On nous explique en quoi consiste le danger des ponts. Comme ils sont de bois et fort longs, ils branlent d'une manière effrayante sous le poids de ceux qui les passent; d'ailleurs ils ont à peine trois pieds de large, sans aucune sorte de parapets ou de garde-fous sur les bords. Une mule qui vient à broncher tombe infailliblement dans la rivière , et ne manque pas d'y périr avec sa charge. Le passage étant guéable en été, on fabrique ces ponts chaque hiver; mais avec si peu de solidité, qu'ils demandent d'être renouvelés tous les ans. Lorsqu'une personne de marque fait cette route, le corrégidor de Guaranda est obligé de faire construire par les Américains les maisons de bois qui servent au repos de chaque journée. Elles demeurent sur pied pour servir aux autres voyageurs jusqu'à ce qu'elles tombent faute de réparation; alors un voyageur ordinaire est réduit, pour tout logement, aux cabanes que ses voituriers ou ses guides lui bâtissent à la hâte.

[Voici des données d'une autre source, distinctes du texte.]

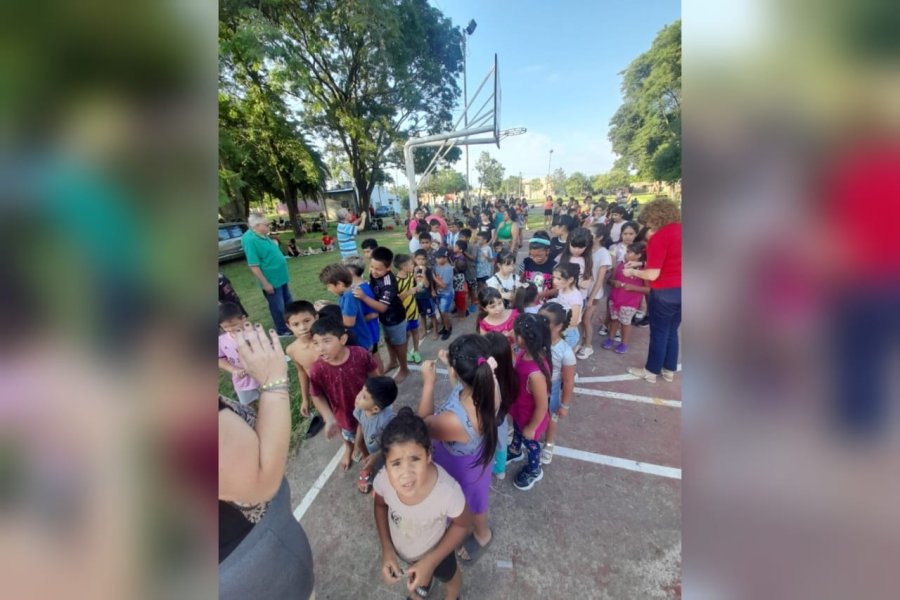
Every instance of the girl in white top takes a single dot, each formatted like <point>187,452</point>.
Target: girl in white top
<point>602,262</point>
<point>565,279</point>
<point>414,500</point>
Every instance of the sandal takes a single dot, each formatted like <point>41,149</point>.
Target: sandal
<point>364,483</point>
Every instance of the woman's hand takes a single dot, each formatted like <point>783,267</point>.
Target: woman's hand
<point>390,568</point>
<point>261,354</point>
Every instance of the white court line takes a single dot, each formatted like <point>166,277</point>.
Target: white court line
<point>318,485</point>
<point>619,463</point>
<point>628,397</point>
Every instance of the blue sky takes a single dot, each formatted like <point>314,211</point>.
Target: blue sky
<point>559,65</point>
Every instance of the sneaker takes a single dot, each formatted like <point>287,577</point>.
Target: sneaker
<point>525,480</point>
<point>512,457</point>
<point>642,374</point>
<point>547,454</point>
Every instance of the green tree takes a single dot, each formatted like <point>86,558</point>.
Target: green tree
<point>646,130</point>
<point>490,172</point>
<point>365,72</point>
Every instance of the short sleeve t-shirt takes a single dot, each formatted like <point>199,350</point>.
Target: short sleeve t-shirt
<point>385,290</point>
<point>373,426</point>
<point>339,384</point>
<point>664,253</point>
<point>264,253</point>
<point>351,307</point>
<point>418,528</point>
<point>562,356</point>
<point>347,239</point>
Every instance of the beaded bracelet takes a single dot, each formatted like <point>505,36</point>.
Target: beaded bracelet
<point>266,387</point>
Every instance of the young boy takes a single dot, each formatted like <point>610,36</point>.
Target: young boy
<point>357,267</point>
<point>423,276</point>
<point>231,320</point>
<point>335,379</point>
<point>390,309</point>
<point>338,280</point>
<point>406,288</point>
<point>373,411</point>
<point>443,286</point>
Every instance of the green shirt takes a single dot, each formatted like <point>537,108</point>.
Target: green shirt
<point>264,253</point>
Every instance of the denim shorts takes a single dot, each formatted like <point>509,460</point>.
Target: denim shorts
<point>445,302</point>
<point>395,334</point>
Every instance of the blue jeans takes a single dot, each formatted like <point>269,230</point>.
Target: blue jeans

 Le 17, à six heures du matin, le thermomètre marquait 1014 et demi; et ce degré parut un peu frais aux mathématiciens, qui étaient accoutumés à des climats plus chauds; mais la même heure fait éprouver à Tarrigagua deux températures fort opposées. S'il y a deux voyageurs, dont l'un vient des montagnes et l'autre de Guayaquil, le premier trouve le climat si chaud, qu'il ne peut souffrir qu'un habit léger; et l'autre, au contraire, trouve le froid si sensible, qu'il se couvre de ses plus gros habits. L'un trouve la rivière si chaude, qu'il est impatient de s'y baigner; et l'autre la trouve si froide, qu'il évite d'y tremper la main. Une différence si remarquable ne vient, des deux côtés, que de celle de l'air d'où l'on sort.

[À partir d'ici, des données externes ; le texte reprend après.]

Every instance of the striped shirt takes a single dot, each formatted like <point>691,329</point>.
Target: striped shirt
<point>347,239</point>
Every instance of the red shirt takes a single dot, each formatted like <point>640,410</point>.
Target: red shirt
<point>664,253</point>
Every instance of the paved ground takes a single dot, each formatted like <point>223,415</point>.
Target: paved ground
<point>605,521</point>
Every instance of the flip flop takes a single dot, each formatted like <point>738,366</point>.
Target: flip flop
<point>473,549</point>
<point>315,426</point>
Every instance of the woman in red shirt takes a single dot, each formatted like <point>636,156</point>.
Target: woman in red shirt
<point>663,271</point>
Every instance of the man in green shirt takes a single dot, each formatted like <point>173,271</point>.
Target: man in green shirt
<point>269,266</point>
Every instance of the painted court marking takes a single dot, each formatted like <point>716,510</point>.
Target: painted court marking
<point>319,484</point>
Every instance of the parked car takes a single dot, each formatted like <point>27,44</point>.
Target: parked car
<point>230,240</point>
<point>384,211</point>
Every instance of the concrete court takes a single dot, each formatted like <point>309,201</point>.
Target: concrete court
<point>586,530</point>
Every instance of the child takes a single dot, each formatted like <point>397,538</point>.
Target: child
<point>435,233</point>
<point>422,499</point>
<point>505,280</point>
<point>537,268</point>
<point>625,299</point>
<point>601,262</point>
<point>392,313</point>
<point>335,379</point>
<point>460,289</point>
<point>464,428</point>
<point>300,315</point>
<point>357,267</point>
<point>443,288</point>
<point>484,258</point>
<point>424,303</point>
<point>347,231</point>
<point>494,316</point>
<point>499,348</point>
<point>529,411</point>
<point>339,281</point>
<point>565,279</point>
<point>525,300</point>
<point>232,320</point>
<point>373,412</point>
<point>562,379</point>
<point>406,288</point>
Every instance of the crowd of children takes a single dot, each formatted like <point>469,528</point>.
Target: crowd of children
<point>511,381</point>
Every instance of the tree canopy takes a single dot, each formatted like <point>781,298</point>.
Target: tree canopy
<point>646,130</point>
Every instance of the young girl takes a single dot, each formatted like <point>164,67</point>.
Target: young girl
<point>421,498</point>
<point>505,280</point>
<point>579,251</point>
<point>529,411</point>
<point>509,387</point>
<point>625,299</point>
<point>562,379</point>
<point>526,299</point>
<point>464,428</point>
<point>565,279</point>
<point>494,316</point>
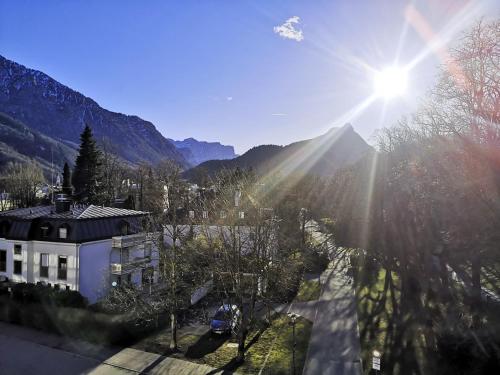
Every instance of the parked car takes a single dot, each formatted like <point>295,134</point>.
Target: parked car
<point>225,320</point>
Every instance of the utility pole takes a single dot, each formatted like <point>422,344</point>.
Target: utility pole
<point>293,319</point>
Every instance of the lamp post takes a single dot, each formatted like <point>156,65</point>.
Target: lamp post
<point>376,360</point>
<point>293,319</point>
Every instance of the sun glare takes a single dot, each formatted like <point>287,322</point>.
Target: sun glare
<point>390,82</point>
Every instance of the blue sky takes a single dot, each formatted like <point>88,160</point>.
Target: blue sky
<point>217,70</point>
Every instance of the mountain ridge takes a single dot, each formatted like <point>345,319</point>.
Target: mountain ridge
<point>60,112</point>
<point>322,155</point>
<point>197,152</point>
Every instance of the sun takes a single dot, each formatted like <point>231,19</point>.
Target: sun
<point>390,82</point>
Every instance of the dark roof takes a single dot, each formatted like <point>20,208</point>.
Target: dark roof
<point>76,212</point>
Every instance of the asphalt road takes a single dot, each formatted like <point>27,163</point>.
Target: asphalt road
<point>20,357</point>
<point>334,347</point>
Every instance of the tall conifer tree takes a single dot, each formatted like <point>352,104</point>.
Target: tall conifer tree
<point>87,173</point>
<point>67,189</point>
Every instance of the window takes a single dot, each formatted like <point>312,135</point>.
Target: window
<point>3,261</point>
<point>63,232</point>
<point>44,265</point>
<point>18,249</point>
<point>124,228</point>
<point>18,267</point>
<point>4,228</point>
<point>62,267</point>
<point>45,230</point>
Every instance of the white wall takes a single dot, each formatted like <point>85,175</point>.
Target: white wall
<point>8,245</point>
<point>55,249</point>
<point>95,269</point>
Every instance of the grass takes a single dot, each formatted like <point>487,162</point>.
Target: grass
<point>273,342</point>
<point>309,290</point>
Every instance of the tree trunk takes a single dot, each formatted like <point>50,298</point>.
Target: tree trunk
<point>173,328</point>
<point>476,291</point>
<point>242,336</point>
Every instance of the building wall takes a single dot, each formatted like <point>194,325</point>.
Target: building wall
<point>55,249</point>
<point>8,246</point>
<point>94,275</point>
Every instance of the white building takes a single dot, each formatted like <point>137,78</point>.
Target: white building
<point>84,248</point>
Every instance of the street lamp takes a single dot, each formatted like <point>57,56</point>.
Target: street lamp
<point>376,360</point>
<point>293,319</point>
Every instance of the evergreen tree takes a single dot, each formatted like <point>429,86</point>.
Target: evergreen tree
<point>87,173</point>
<point>67,188</point>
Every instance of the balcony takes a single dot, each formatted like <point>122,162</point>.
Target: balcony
<point>131,265</point>
<point>131,240</point>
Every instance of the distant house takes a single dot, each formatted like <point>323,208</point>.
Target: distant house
<point>89,249</point>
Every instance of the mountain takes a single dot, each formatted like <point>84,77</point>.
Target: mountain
<point>197,152</point>
<point>322,156</point>
<point>19,143</point>
<point>54,110</point>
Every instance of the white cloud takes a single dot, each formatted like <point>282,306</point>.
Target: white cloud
<point>288,30</point>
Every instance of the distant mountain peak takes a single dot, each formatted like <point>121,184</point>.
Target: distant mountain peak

 En sortant de Tarrigagua, le 8 à neuf heures du matin, les mathématiciens commencèrent à monter la fameuse montagne de Saint-Antoine; et vers une heure après midi ils arrivèrent dans un lieu que les Américains nomment Guamar, et les Espagnols Cruz de canna, c'est-à-dire Croix de roseaux. La fatigue du chemin les força de s'y arrêter. Cruz de canna est un petit espace de plaine un peu en pente, qui fait le milieu de la montagne. On nous représente le chemin, depuis Tarrigagua, comme un des plus dangereux de l'Amérique

"Qu'on se figure, dit Ulloa, des montées presqu'à plomb; et des descentes si rudes, que les mules ont beaucoup de peine à s'y soutenir. En quelques endroits le passage a si peu de largeur, qu'il contient difficilement une monture; en d'autres, il est bordé d'affreux précipices qui font craindre à chaque pas de s'y abîmer. Ces chemins, qui ne méritent pas le nom de sentiers, sont remplis dans toute leur longueur, et d'un pas à l'autre, de trous de près d'un pied de profondeur, quelquefois plus profonds, où les mules ne peuvent éviter de mettre les pieds de devant et de derrière; quelquefois, leur ventre traîne à terre, et presque toujours il en approche jusqu'aux pieds du cavalier. Les trous forment une espèce d'escalier, sans quoi la difficulté du chemin serait invincible ; mais si malheureusement la monture met le pied entre deux trous, on ne le place pas bien dedans, elle s'abat, et le cavalier court plus ou moins de risque, suivant le côté par lequel il tombe. "
Pourquoi ne pas marcher à pied dans un chemin de cette étrange nature  On répond qu'il n'est pas aisé de se tenir ferme sur les éminences qui sont entre les trous; et que, si l'on vient à glisser, on s'enfonce nécessairement dans le trou même, c'est-à-dire dans la boue jusqu'aux genoux, car ces trous en sont remplis, et soulèvent jusqu'au comble.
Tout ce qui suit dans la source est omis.